I'd probably be faster with an etch a sketch, than sketchup.:laughing:


----------



## JT Wood (Dec 17, 2007)

ok thanks for the info everyone, Now what version do you all recommend?

http://www.chiefarchitect.com/products/premier/

This version is $2200


This version is called Homeowner pro (like Jumbo shrimp) http://www.homedesignersoftware.com/products/home-designer-pro/

but I watched the video and it seems like it would do the job, although I am not experienced enough to know for sure. It's $500

thoughts?


thanks John


----------



## redwood (Dec 5, 2007)

Like I said earlier. You can start at the bottom and work your way up. They all work the same. CA will give you credit for the program you have, as you upgrade. Somewhere they have tables showing the differences between the programs.

I had the Pro version and needed more functionality, so I bit the bullet and went for the Premier version. I'm happy I did, my pocket book is not.

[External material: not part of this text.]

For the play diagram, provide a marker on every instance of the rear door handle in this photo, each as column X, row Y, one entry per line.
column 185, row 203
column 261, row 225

This may not mean anything to you, at this point, but the single biggest item missing in the Pro version, was the ability to create new layers. I find that indespensible. The Premier edition also has a lot more tools.

Good Luck


----------



## ScipioAfricanus (Sep 13, 2008)

The pro version will only do layouts up to 18" X 24" and it seems most cities want plans on 24" X 36".

Andy.


----------